Description
This assignment may be done in groups of two.
In this assignment, you will implement a tool for gathering statistics about SML code. Rather than
implementing your tool from scratch, you will implement it as a lexer, using a lexer generator. Instead of
the lexer passing tokens to a parser, it will gather statistics about each token and print a summary at the
end.
To implement your lexer, follow the following steps:
1. Download and install flex, a free and open source lexer generator. On some Linux systems, you
can install it using your package manager (e.g., sudo apt-get install flex). For Windows
systems, you can obtain it this link: http://gnuwin32.sourceforge.net/packages/flex.htm.
2. Edit the provided file stat.flex to implement your lexer. A rule for the datatype keyword is
provided for you as an example. Edit the file to implement the additional rules. In particular, you
need to support the following subset of SML’s lexical categories:
a. Keywords for some language constructs: these include the words datatype, of, val, fun,
fn, let, in, end, if, then, else, orelse, andalso, case. These can be used to gather statistics
about the corresponding language constructs.

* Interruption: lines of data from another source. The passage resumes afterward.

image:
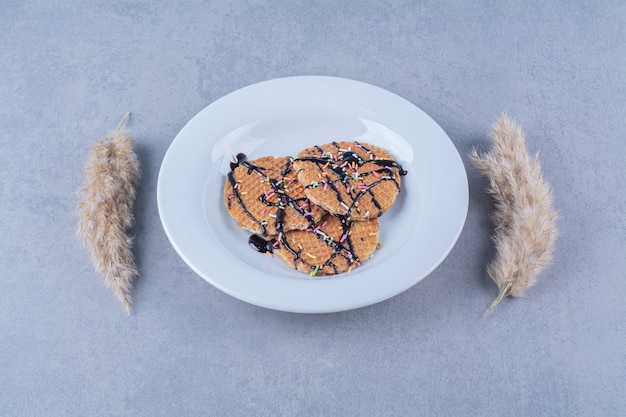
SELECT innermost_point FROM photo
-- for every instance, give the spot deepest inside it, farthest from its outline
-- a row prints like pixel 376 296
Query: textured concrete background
pixel 69 71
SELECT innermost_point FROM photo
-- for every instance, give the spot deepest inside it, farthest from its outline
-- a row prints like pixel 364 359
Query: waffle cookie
pixel 335 245
pixel 351 179
pixel 264 196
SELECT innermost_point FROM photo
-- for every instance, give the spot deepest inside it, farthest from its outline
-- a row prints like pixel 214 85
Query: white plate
pixel 281 117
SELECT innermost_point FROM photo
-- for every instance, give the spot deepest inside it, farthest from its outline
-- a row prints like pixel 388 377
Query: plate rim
pixel 307 309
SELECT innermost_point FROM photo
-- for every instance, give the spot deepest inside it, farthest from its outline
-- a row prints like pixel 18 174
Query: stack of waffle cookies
pixel 318 211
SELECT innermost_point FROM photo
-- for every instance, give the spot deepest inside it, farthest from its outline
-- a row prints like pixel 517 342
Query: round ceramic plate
pixel 280 117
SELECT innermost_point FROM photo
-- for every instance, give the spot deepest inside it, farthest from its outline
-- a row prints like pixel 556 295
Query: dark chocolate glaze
pixel 342 247
pixel 384 173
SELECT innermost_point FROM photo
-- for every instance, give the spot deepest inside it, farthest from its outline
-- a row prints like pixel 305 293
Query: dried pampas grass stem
pixel 524 216
pixel 105 211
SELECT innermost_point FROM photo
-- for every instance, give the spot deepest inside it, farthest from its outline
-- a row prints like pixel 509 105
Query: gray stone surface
pixel 68 72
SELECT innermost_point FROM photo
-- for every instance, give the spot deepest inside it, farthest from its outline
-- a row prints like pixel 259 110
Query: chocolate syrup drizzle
pixel 338 166
pixel 343 248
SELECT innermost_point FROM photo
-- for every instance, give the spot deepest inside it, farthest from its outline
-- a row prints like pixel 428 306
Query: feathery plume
pixel 105 211
pixel 524 216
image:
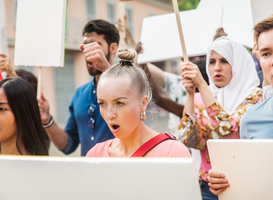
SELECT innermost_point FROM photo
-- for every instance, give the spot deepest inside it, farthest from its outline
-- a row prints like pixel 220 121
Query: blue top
pixel 257 122
pixel 77 125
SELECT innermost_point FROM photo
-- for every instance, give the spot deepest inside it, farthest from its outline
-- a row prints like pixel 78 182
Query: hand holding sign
pixel 5 66
pixel 96 57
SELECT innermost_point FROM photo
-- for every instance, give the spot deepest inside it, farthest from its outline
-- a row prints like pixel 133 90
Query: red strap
pixel 146 147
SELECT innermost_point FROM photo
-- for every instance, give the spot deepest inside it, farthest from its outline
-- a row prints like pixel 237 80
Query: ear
pixel 144 103
pixel 113 48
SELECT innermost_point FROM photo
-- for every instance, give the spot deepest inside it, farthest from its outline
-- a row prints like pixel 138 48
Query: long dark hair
pixel 24 106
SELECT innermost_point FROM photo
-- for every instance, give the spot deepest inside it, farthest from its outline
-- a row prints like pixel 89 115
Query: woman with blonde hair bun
pixel 123 95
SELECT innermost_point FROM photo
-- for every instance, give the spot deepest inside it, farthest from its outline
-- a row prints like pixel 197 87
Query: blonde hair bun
pixel 127 54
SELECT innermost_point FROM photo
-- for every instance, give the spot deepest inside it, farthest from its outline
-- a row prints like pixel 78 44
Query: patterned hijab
pixel 244 76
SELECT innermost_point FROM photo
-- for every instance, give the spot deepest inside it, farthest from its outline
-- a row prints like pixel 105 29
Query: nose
pixel 217 67
pixel 111 113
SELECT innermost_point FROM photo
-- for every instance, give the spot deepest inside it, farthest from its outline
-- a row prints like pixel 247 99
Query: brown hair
pixel 102 27
pixel 139 80
pixel 265 25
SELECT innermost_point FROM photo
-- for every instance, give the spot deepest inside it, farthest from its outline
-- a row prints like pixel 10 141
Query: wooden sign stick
pixel 121 13
pixel 39 85
pixel 175 7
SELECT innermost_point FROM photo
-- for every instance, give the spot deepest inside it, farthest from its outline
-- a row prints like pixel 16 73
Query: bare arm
pixel 191 71
pixel 162 100
pixel 57 135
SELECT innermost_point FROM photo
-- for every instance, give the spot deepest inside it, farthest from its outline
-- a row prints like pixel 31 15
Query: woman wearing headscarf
pixel 216 111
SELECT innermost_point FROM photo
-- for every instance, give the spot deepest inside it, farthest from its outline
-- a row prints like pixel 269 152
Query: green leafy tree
pixel 187 4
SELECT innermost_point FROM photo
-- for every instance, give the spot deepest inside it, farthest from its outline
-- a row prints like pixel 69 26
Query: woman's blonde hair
pixel 139 80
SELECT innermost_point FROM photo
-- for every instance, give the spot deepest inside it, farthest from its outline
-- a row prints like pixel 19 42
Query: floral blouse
pixel 213 123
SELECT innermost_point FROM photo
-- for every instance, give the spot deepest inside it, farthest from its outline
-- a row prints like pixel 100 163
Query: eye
pixel 101 104
pixel 265 54
pixel 211 61
pixel 224 61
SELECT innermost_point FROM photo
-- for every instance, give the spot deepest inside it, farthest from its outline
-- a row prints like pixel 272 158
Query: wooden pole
pixel 175 7
pixel 39 86
pixel 121 13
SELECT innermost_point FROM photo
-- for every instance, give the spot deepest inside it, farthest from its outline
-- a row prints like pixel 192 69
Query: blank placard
pixel 261 9
pixel 40 33
pixel 237 18
pixel 98 178
pixel 161 40
pixel 247 165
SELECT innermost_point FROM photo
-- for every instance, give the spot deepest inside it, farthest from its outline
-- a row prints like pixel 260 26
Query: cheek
pixel 211 71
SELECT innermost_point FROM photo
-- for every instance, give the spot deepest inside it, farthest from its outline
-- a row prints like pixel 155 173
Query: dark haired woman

b. Keywords for built-in types: these include the keywords int, bool, string. You do not need
to collect statistics about these keywords, but you need to recognize them (i.e., accept
code the uses them).
c. Operators: these include:
i. Arithmetic operators (or keywords for arithmetic operations): “+”, “-“, “*”, div,
mod. You can consider all occurrences of “*” to be arithmetic operators. In
practice, “*” is also used to write tuple types, but these occurrences cannot be
distinguished by a lexer and require parsing.

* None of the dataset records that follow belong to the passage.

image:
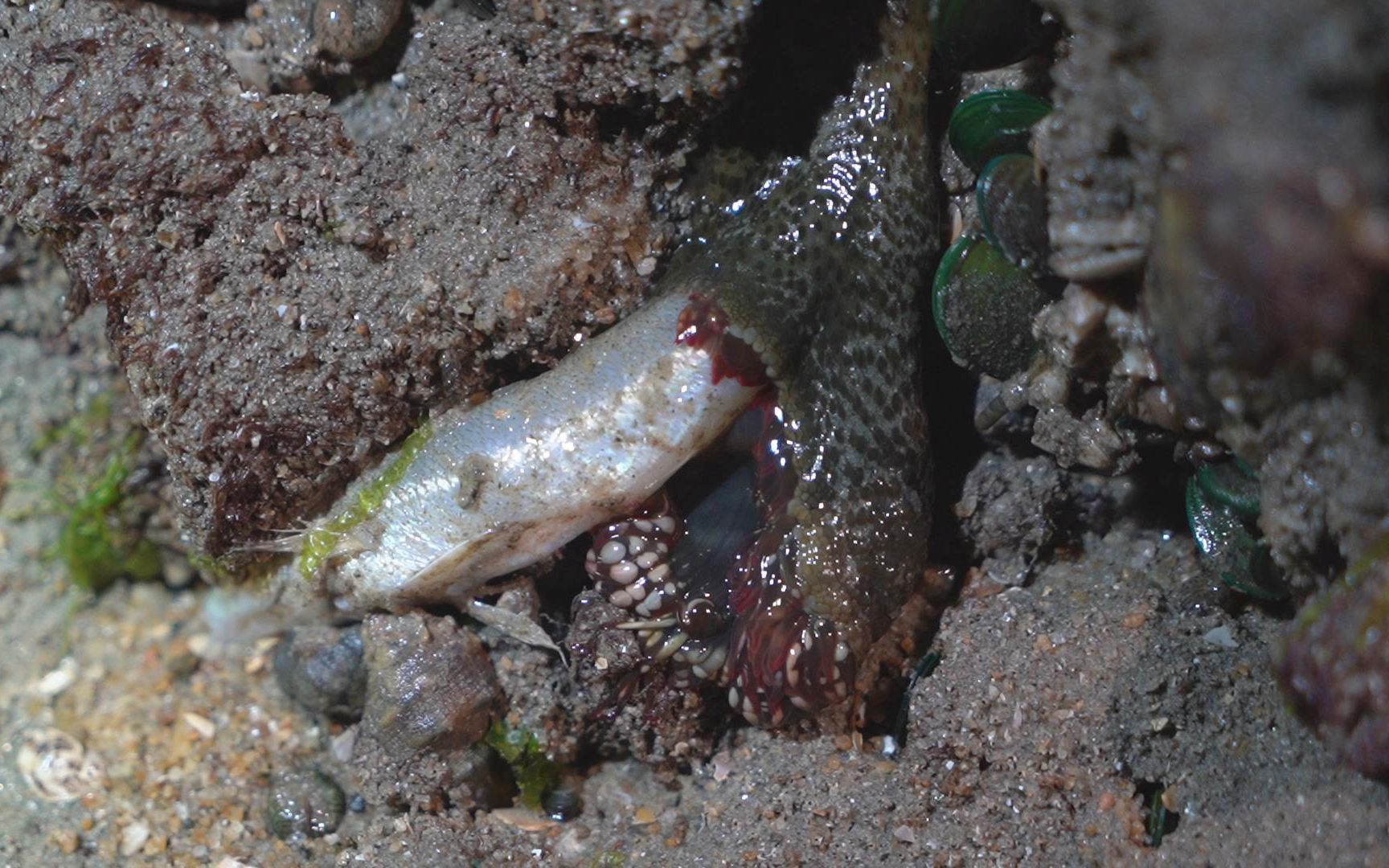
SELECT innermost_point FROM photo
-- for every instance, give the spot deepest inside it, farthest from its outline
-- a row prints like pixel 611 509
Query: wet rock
pixel 1010 510
pixel 429 684
pixel 1335 669
pixel 322 669
pixel 305 803
pixel 431 696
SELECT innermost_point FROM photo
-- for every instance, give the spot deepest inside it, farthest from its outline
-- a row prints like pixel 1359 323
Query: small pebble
pixel 1221 637
pixel 322 669
pixel 200 724
pixel 305 803
pixel 133 837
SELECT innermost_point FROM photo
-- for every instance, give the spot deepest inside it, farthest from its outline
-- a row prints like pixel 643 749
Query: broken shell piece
pixel 57 767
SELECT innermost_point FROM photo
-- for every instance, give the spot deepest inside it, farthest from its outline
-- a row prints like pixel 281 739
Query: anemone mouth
pixel 782 657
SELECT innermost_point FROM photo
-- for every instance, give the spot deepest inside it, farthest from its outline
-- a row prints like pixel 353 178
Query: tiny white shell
pixel 57 767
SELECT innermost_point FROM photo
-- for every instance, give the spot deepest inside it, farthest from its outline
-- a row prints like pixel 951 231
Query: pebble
pixel 305 803
pixel 133 837
pixel 322 669
pixel 1221 637
pixel 200 724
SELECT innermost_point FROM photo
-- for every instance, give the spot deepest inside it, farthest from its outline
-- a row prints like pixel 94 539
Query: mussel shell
pixel 994 122
pixel 973 35
pixel 1234 485
pixel 984 309
pixel 1240 559
pixel 1013 210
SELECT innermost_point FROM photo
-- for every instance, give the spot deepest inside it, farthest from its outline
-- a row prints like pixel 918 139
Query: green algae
pixel 322 541
pixel 100 541
pixel 534 771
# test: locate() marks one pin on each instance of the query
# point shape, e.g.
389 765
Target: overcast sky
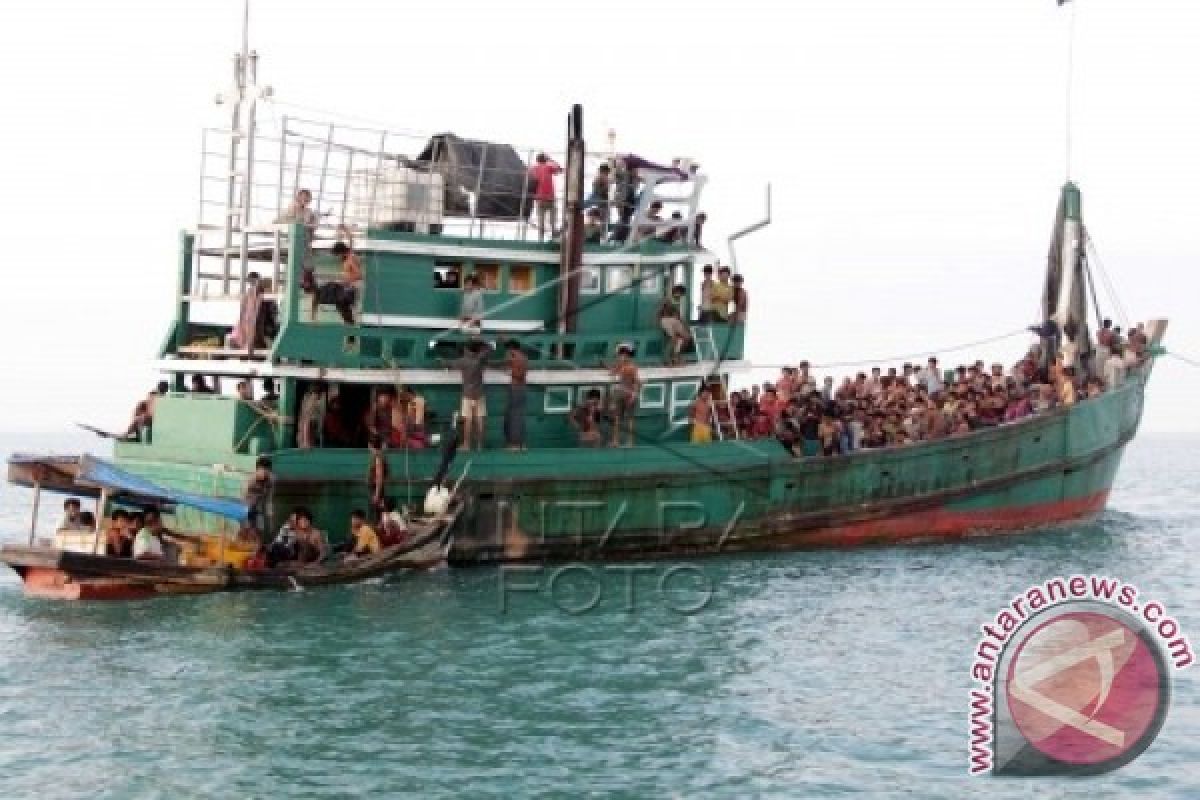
916 150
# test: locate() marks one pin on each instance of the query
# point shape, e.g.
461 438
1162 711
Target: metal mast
245 96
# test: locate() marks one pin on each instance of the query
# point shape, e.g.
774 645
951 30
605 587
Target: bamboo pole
37 501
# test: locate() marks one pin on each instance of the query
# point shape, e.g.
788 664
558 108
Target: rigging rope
919 354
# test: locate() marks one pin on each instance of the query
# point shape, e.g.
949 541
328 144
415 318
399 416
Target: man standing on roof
541 174
474 408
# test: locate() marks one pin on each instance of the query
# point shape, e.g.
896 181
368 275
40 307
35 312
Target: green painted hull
673 498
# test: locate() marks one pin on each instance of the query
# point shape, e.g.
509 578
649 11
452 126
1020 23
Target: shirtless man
671 322
625 394
702 417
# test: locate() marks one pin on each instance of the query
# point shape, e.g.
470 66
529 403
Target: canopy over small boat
89 476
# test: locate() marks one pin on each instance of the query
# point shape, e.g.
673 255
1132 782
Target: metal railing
371 179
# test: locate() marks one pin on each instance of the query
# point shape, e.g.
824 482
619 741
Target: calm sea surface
807 675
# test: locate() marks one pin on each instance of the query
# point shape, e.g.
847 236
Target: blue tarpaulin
102 473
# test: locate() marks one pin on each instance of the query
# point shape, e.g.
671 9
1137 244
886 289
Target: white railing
369 178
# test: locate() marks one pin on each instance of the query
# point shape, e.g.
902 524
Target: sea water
786 675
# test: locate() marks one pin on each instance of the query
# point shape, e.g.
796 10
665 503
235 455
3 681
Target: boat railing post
100 518
523 226
479 188
37 503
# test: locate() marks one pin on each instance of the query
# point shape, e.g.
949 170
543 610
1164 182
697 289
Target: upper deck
424 214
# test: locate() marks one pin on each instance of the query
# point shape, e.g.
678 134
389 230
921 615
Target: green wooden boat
426 214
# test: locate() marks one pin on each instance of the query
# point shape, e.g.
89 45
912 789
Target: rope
1109 284
1071 82
1191 362
919 354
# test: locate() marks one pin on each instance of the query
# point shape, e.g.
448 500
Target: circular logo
1087 689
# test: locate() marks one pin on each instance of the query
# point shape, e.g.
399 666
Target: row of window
521 278
561 400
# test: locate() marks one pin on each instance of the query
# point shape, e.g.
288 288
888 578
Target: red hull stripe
943 523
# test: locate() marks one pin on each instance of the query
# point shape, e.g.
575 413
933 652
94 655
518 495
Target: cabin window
600 388
621 277
557 400
589 281
679 275
489 276
447 275
683 392
653 396
521 278
649 277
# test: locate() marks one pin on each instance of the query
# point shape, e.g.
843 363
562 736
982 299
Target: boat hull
672 498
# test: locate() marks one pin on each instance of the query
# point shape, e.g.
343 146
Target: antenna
1071 80
244 97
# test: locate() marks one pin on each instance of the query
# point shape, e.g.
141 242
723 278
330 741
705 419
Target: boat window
600 388
521 278
683 392
649 277
679 275
489 276
621 277
653 396
447 275
557 400
589 281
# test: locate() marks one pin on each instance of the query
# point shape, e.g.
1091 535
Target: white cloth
147 545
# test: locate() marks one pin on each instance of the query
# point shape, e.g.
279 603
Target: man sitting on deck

ii. Relational operators: “<=”, “>=”, “<“, “>”, “=”.
iii. “Other” operators: “::”, “=>”, “|”. You do not need to collect statistics about these
keywords, but you need to recognize them (i.e., accept code the uses them).

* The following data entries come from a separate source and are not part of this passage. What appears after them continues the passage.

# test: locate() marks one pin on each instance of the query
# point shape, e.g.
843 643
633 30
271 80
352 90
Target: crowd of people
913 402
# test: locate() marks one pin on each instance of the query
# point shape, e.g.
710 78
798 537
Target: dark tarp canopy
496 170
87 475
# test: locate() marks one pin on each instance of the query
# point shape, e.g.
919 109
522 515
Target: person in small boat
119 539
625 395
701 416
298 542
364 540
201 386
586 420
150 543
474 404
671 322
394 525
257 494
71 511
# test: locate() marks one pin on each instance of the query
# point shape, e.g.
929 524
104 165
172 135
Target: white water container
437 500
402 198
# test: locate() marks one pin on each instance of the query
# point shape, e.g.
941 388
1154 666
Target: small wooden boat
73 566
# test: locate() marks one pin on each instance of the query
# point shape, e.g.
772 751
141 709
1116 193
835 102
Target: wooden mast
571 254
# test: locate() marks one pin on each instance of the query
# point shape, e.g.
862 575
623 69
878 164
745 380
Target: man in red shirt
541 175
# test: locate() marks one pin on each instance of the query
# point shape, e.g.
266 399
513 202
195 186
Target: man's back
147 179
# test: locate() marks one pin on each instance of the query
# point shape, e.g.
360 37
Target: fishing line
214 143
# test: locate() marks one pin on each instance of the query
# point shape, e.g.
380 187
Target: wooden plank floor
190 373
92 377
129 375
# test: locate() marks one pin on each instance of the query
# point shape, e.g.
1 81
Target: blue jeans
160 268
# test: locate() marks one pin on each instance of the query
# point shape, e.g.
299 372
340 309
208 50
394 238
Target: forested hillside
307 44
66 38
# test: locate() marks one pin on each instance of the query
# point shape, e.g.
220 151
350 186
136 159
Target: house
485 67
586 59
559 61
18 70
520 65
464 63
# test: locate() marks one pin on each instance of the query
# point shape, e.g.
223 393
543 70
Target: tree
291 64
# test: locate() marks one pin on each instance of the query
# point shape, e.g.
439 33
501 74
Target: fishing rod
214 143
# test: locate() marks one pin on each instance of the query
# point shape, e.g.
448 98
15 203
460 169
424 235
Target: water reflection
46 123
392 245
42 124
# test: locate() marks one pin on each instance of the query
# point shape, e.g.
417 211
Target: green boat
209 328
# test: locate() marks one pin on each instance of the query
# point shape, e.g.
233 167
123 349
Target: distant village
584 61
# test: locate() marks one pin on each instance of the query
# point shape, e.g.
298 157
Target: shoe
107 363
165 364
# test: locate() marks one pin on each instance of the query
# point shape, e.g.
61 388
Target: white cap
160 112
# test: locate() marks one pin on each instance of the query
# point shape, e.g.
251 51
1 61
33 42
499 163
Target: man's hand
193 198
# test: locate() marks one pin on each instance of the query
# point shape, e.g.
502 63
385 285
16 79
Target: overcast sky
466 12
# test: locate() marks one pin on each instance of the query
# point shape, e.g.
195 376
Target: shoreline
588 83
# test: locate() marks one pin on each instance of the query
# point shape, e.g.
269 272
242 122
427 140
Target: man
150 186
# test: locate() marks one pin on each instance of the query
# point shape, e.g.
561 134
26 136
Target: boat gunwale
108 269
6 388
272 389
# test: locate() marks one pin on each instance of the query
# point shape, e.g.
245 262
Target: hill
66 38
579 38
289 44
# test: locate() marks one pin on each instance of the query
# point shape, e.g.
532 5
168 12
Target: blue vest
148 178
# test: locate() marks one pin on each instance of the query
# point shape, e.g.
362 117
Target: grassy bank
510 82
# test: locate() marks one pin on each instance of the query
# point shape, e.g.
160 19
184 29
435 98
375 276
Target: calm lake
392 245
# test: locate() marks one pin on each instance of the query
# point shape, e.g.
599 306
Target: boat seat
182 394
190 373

d. Separators: these include: “:”, “.”, “[“, “]”, “,”, “(“, “)”, “;”.
e. Constants: these include:
i. Integer constants which may contain an arbitrary number of numeric characters
ii. Boolean constants which may be the keywords true or false
iii. String Constants which start and end with double-quotes and may contain any
number of characters. You must support escaped double-quote characters (\”).
(Hint: Do not use regular expressions to match the entire string constant. Instead,
match a double quote and use the action to read the entire string until you reach
the next unescaped double-quote character. You can call the built-in input()
function to read the next character in the stream. You will need to surround your
action with curly braces { } since it will need to contain control flow constructs.)
f. Identifiers: which may start with any alphabetical character or underscore, and may
contain any number of alphabetical characters, numeric characters, underscores, and
apostrophes.
g. Comments: which start with “(*”, end with “*)”, and may contain any number of
characters in between. You do not need to support nested comments. (Hint: Do not use
regular expressions to match the entire comment. Instead, match “(*” and use the action
to read the entire comment until you reach “*)”. You can call the built-in input() function
to read the next character in the stream. You can call the built-in unput(char) function
to return a character to the stream after reading it. You will need to surround your action
with curly braces { } since it will need to contain control flow constructs.)
h. Whitespace: which includes space, tab (\t), new line (\n), and carriage return (\r). New
lines are useful for counting the number of lines while the remaining types of whitespace
should be recognized and ignored.
3. When you are done editing stat.flex, use flex to generate the lexer code by executing the
following command in the command line:
flex stat.flex
You may need to provide the full path to where you installed flex on your computer. This
command will generate a C file called lex.yy.c that contains the implementation of your lexer.
4. Compile lex.yy.c using any C compiler of your choice. The generated binary is your code
statistics tool.
5. Test your program. The generated binary takes the input file name as an argument (test.sml by
default). You are provided with the following reference files to help test your tool: testreference.sml and test-reference.txt. Executing your tool with test-reference.sml as
input should generate output identical to that in test-reference.txt.
Submission Instructions
Submit your modified stat.flex file via Moodle. Do not submit any other files or compressed folders.
Make sure to include a comment in the file with your name and AUBnet ID (e.g., abc01). If you did the
assignment in a group of two, only one group member should submit. In this case, make sure to include
both group members’ names and AUBnet IDs in the file.